Recently, dramatic headlines have appeared indicating that theoretical physicists are concerned about a new measurement, an anomaly, that challenges a well-established theory, known as the Standard Model, that explains the behavior of all the universe's particles. Words and phrases such as "worried," "shocking," "re-writing textbooks," "everything we know about the universe is wrong," etc., are used to bait the reader to read on. For two examples from the popular science press see here and here.
Theoreticians and experimentalists not so much. Their concern is with the evidence. How good...trustworthy is it and does it meet the standard of firm evidence or is the measurement flawed?
BackReaction's Sabine Hossenfelder asks "How seriously should you take this?" In a new talk she explains. It is worth taking a look for she includes some history, related ideas, comments on the data as well as what one of the large tools of particle physics research can and cannot do and also her reason for leaving particle physics research.

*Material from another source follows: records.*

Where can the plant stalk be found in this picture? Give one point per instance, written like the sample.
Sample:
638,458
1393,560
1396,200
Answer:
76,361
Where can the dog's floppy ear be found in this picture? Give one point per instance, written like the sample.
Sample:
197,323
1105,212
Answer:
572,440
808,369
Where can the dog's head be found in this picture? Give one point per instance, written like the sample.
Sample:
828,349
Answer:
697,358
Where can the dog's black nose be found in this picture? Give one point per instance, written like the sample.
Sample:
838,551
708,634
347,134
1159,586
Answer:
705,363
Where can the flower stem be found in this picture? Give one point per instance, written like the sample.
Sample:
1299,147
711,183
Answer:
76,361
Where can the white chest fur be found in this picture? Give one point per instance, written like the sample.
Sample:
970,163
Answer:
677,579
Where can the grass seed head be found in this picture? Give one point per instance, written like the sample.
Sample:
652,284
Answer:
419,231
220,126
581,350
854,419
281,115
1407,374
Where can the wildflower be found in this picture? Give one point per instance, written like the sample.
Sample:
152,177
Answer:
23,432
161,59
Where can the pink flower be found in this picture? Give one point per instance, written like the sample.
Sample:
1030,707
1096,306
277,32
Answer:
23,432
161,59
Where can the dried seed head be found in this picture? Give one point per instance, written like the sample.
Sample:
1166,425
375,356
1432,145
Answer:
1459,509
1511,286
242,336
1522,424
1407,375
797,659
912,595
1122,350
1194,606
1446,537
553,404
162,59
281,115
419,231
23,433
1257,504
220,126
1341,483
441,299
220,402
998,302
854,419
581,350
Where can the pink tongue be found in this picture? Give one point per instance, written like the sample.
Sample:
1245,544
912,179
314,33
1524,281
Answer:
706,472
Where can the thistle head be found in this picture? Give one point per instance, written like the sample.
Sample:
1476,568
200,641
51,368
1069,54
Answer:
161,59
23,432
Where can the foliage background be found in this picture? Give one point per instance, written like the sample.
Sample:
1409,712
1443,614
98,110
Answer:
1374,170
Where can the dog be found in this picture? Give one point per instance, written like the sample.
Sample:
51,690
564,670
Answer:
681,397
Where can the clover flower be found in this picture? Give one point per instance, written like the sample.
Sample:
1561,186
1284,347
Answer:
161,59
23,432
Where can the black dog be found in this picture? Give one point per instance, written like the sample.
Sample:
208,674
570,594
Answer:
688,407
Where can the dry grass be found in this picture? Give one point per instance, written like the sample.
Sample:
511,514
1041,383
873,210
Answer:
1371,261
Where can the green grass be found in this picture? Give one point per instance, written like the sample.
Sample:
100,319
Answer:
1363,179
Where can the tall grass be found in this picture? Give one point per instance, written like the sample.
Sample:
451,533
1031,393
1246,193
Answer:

The quote above are the words of the healthy skepticism scientists bring to their work, including their own. Maybe. Maybe not. It's all about the evidence. Hossenfelder's closing sentence is folksy. "It’s possible of course that one of those is the real thing, but to borrow a German idiom, don’t eat the headlines as hot as they’re cooked."
The BackReaction site includes a transcript and a link to the video on YouTube which doesn't. The latter likely includes some graphic information the transcript doesn't, e.g., graphs, etc.
If you would like to know about or more about the Standard Model--the most successful scientific theory ever-- this 16m 24s video from Quanta received many good comments on its clarity. This stuff is not easy peasey.